Most contact centres believe they have a solid grasp of what customers want. The data tells a different story. Up to 98% of interaction insights go uncaptured, leaving CX teams to make decisions based on fragments.
Most contact centre leaders would say they understand their customers well enough. They run QA reviews, collect survey responses, tag calls manually, and pull performance reports. It feels thorough.
But Puzzel’s research with 1,505 CX professionals across the UK, Netherlands and Nordics paints a sharper picture. The typical contact centre analyses just 2 to 5% of customer interactions. The other 95% goes unexamined. That is not a minor gap. It is a structural blind spot.
The hidden cost of what you’re not seeing
When insights are missed, the consequences compound. 85% of customer complaints go unreported, meaning revenue-impacting issues remain invisible until they escalate. Agents spend up to 45 seconds manually tagging each call, and at least 30% of those tags contain errors. Conversations where agents need to look up information run 60 to 80% longer than average, and customers in those calls are more likely to express dissatisfaction.

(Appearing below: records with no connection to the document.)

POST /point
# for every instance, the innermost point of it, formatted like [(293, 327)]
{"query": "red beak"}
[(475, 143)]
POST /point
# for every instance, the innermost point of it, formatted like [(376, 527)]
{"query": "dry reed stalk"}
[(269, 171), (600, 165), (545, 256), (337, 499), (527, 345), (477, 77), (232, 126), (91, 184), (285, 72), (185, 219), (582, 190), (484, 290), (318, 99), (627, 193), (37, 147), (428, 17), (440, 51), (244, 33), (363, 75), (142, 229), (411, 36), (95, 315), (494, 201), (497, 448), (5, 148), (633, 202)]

Then there is the cost of repetition. 70% of contact centre costs come from avoidable, repetitive enquiries. For a centre spending £10M annually, that is potentially £7M tied up in inefficiencies that better insight could address.
These are not abstract numbers. They describe a contact centre that is working hard but operating without full visibility into what customers actually need.
Conversation data is becoming core infrastructure
The good news: CX leaders across Europe are recognising this. Puzzel’s State of Contact Centres 2026 report found that nearly eight in ten (78%) contact centres now use some form of AI or automation to analyse customer interactions. Of those, 37% have adopted advanced Conversational Intelligence solutions that identify trends, sentiment and intent in real time.
The shift is being driven by practical priorities. 94% of CX leaders say consolidating their tech stack is essential for improving performance, and the areas where they see the most value from AI are reporting and analytics, real-time guidance for agents, root-cause analysis and quality assurance.
“I see conversational analytics as a key capability, because every customer interaction is a learning opportunity. When we can truly understand empathy, good dialogue and customer sentiment, we gain the ability to grasp how customers feel, not just what they say.”
— Søren Kristian Steffensen, Analytics Manager at DSB
What changes when you analyse every conversation
Puzzel’s Conversational Intelligence analyses 100% of customer interactions automatically, replacing manual tagging with AI-driven topic detection, sentiment analysis and trend identification. The difference shows up quickly in the numbers.
DSB, Denmark’s national rail operator, achieved 98% tagging accuracy and saw a 35% increase in positive customer sentiment after deploying Conversational Intelligence. They save over 400 hours annually on manual admin alone.
JFM, a Norwegian insurance provider, recorded a 62% increase in CSAT alongside a two-minute reduction in average handling time. Bredband2 in Sweden saw a 20% CSAT increase and a 44% improvement in win-back rates, with call durations dropping by 11%. And Telmore, a Danish telecoms provider, saves over 400 hours per month across its 80-agent team.
These results share a common thread. When contact centres stop relying on sample-based analysis and start working with complete data, they find the patterns that manual processes miss. Repeat call drivers become visible. Agent coaching gets targeted. And the insights reach beyond the contact centre, giving product, marketing and finance teams a clearer view of what customers actually experience.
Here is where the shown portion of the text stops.